Why, one juror asked, didn’t the call-taker follow up on her suspicions and just directly ask the student who phoned 911 if the two unconscious patients had taken drugs, rather than follow the system’s rigid rules about not asking leading questions?
“We’re definitely looking at it. It makes sense if it can be done right,” Clawson said.
Sidney McIntyre-Starko, 18, and a friend collapsed in a UVic dorm, but the student who phoned 911 didn’t reveal the three of them had taken drugs. She described her friends as turning blue and “seizing,” which led the call-taker into the seizure protocol on her computer system — and therefore delayed the urgent life-saving response required to reverse an overdose.
The inquest has heard the call-taker suspected the students could have overdosed, but was prohibited by the Priority Dispatch system from asking “leading questions” such as one about drugs.

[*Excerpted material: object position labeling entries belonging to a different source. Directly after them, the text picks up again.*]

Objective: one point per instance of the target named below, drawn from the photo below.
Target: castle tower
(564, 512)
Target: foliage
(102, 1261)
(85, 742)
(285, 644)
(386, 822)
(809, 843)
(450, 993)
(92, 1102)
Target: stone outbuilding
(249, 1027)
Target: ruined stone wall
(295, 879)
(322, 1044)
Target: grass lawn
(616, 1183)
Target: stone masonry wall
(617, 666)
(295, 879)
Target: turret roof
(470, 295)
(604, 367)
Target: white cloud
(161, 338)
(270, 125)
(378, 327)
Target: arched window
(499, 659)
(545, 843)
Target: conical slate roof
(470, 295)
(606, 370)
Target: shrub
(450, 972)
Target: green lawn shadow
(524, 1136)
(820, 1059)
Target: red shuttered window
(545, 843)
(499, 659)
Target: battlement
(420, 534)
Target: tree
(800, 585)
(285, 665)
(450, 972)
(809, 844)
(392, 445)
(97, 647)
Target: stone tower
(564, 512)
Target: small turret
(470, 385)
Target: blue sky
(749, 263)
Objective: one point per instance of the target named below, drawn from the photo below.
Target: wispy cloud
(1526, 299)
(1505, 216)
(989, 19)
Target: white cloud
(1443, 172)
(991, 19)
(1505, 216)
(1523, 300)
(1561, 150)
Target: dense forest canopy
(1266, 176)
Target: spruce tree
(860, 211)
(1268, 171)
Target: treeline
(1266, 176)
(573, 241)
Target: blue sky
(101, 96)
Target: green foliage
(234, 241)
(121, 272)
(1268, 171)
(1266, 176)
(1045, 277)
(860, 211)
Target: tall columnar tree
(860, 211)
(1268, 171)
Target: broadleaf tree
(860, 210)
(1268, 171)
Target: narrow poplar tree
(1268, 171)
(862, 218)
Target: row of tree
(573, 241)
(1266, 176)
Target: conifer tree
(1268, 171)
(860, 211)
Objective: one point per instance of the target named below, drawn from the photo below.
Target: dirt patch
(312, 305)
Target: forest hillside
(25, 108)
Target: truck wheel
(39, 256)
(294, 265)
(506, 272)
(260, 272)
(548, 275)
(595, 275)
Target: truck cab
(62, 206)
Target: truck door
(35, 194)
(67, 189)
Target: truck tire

Instead, Clawson testified, the call-taker asked several clarifying questions to try to get to the root of what happened.
But the juror noted they all sounded the same — what happened before this? Was anyone else with them? What’s going on now? — and didn’t result in new information being provided in an urgent way.
“Instead of asking all of those multiple times, one of those (questions) could have been: ‘Were there drugs involved?'” the juror put to Clawson.
When the seizure protocol was chosen for this case, a box popped up warning the call-taker it was an unusual medical complaint for two patients. That required her to confirm she wasn’t mistaken about this choice.
Wouldn’t that be a good place to ask the call-taker for more follow-up questions, since the inquest has heard it is highly unusual for two people to have seizures at the same time?
Clawson said that change is under discussion, but said none of the 3,000 jurisdictions worldwide that pay to use his software have submitted this exact proposal for change.
“Maybe you can be the one that does,” Clawson told the juror. “That (proposal) does make some sense, and that’s actually on my list of things here that we want to look at based on learning from every event as much as possible.”
Call-takers are typically not medically trained, so rely on the Priority Dispatch system to guide them through 911 calls by entering information provided by witnesses and then getting next-step questions and medical advice from the algorithm.
A juror asked Clawson what potential changes could be made to the system in light of Sidney’s preventable death, which happened nearly 16 months ago.
He said possible changes that have been mentioned include improving the “usability” of the breathing tool that call-takers rely on to get witnesses to test whether a patient is breathing.
The inquest has heard that witnesses are unable to complete this test in nearly a third of cases. In Sidney’s case, it took three people — including two security guards with first aid training — before it was completed, a full five minutes after the call-taker first asked for someone to do it.
Other areas Clawson said could be changed include how to better identify when someone is having a seizure, and how to better handle calls with more than one patient. In Sidney’s case, it was never clear on the 911 call which patient the witnesses were talking about when they reported medical information, so the call-taker did not realize that one student was still “seizing” while Sidney was largely lying motionless.
The seizure protocol guided the call-taker to ask a serious of questions that seemed bizarre when there were two patients: are they both pregnant or do they both have brain tumours?
One juror asked if the software could be changed so that in a multiple patient situation, the questions would make more sense, such as probing about a poisoning, noxious gas or overdose?